Predictive factors for the LOS in elderly patients
150 patients (96.2%) were discharged at the endpoint of the study, and predictors associated with LOS were analyzed among the surviving 156 patients. Analysis by the Spearman correlation test, age, gender, main symptoms, and comorbidities had little correlation with LOS (p > 0.05). On admission, severity classification of disease (r = 0.334) and SpO2 (r = -0.296) were associated with the LOS. LDH, hsCRP, neutrophil count and ferritin were positive correlated with the LOS (shown in Figure 2), while lymphocyte count was negative correlated. On chest imaging, more affected lobes (r = 0.270), diffuse distribution (r = 0.205) and existence of consolidation (r = 0.396) increased the LOS. Use of antivirals or steroids, and advanced supportive treatment was associated with an increased LOS, shown in Supplement 4. All p values above were < 0.05.

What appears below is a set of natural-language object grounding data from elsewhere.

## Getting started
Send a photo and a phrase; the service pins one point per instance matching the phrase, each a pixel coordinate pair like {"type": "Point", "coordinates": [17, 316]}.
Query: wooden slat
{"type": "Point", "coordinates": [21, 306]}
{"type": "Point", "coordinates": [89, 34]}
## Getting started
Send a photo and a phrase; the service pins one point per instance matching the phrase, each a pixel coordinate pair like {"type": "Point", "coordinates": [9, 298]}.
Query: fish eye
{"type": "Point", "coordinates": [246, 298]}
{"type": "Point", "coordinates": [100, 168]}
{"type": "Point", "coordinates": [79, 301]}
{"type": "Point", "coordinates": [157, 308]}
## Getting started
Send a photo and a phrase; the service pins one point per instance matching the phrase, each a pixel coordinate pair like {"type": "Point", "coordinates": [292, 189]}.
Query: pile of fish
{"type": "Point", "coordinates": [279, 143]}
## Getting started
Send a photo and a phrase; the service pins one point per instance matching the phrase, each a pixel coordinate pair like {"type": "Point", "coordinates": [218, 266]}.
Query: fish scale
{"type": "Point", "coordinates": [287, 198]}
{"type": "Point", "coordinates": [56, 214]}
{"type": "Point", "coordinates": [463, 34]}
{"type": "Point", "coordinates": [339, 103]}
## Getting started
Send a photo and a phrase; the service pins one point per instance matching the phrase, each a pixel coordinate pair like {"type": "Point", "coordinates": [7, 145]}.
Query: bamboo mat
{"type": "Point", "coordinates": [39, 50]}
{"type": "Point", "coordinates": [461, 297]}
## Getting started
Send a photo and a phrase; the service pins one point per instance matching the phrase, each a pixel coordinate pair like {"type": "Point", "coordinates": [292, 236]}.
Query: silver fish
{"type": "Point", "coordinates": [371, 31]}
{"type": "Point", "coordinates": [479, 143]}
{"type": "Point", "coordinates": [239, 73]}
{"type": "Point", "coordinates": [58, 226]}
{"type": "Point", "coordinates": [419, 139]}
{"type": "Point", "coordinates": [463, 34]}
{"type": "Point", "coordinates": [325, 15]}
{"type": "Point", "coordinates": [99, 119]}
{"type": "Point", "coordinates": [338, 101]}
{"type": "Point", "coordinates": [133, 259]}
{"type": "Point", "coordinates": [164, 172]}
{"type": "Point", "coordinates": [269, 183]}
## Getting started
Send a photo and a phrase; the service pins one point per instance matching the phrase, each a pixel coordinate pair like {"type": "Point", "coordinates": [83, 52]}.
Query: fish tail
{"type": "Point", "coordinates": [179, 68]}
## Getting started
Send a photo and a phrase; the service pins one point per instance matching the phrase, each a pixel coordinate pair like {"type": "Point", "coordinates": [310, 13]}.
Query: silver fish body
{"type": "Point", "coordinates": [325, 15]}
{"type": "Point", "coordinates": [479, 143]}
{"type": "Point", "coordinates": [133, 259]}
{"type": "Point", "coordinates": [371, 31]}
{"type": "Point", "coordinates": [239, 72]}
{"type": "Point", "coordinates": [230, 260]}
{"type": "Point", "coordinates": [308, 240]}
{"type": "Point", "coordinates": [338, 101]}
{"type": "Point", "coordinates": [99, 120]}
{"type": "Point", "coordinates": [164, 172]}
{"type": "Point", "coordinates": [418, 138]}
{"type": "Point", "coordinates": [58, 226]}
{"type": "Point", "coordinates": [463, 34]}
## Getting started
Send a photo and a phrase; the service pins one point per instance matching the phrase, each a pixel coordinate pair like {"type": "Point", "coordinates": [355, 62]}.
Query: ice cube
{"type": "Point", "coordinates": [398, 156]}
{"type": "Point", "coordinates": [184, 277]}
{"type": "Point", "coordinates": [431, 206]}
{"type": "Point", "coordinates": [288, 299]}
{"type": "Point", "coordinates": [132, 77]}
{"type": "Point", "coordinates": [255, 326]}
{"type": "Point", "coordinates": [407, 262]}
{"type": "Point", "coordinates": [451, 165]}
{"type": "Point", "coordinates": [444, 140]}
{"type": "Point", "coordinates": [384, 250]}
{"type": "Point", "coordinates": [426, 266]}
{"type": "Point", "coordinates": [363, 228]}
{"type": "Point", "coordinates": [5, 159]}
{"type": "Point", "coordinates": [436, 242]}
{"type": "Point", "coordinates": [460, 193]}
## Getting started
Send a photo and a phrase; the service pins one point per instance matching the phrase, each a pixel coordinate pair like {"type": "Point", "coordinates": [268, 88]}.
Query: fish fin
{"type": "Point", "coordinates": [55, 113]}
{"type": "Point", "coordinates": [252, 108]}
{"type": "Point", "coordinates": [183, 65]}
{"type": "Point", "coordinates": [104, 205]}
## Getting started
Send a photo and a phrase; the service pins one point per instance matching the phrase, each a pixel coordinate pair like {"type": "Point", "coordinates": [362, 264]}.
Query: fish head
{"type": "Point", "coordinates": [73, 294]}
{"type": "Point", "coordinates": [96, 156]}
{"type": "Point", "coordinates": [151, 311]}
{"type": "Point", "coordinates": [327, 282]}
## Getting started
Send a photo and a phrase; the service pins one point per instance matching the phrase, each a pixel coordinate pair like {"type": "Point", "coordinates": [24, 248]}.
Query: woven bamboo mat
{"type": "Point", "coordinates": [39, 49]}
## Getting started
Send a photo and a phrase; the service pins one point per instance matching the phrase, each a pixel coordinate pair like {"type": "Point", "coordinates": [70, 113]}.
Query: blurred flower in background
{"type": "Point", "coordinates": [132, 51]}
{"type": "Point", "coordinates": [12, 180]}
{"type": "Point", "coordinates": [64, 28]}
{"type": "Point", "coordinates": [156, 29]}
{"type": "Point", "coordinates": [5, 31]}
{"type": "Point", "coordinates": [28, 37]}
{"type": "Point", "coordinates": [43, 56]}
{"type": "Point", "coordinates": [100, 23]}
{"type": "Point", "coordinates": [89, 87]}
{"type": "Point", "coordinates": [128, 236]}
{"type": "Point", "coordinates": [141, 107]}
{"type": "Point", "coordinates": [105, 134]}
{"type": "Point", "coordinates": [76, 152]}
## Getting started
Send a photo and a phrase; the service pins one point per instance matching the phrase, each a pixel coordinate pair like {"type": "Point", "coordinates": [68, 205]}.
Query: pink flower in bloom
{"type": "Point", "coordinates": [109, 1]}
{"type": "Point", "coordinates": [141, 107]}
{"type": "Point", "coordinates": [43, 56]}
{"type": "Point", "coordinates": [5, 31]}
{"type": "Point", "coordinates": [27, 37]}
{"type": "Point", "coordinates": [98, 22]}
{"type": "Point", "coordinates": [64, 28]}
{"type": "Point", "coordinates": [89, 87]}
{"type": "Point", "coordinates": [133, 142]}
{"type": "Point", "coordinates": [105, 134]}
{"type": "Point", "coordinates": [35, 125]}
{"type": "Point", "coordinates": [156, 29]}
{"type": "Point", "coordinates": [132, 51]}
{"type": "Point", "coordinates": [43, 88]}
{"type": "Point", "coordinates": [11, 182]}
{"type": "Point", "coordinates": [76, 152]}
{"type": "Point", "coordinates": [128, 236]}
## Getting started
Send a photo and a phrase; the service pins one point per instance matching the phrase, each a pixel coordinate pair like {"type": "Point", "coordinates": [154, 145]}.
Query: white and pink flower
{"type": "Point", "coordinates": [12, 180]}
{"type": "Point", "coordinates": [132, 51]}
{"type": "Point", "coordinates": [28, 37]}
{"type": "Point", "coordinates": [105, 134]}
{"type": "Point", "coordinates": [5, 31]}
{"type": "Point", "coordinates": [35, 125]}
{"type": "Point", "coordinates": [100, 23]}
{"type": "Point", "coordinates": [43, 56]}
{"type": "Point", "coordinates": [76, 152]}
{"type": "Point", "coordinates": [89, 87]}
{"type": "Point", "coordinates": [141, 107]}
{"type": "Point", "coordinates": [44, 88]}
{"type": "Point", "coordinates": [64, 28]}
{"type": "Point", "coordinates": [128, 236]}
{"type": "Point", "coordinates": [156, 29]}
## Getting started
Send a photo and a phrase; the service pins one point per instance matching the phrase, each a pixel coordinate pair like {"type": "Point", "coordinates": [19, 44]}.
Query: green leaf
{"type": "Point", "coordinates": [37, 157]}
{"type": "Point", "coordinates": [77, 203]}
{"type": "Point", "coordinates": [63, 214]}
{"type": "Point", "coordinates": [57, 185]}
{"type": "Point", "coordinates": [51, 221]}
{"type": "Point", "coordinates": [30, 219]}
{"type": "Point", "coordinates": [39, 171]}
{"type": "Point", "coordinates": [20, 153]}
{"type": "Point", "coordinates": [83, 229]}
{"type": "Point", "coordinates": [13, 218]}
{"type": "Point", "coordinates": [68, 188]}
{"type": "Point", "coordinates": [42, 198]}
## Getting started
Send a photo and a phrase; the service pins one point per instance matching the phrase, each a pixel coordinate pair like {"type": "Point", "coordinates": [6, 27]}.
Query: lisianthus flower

Parameters correlated with the LOS (r > 0.2 or < -0.2, p < 0.05) were entered into backward stepwise linear regression analysis, which were shown in Supplement 4 and 5. Medications and supportive therapy were excluded because the model was of predictive purpose. In the multivariate linear regression, the existence of consolidation on CTs (β = 8.611), elevated ferritin levels (β = 0.004) and neutrophil count (β = 0.806) were associated with an increased LOS.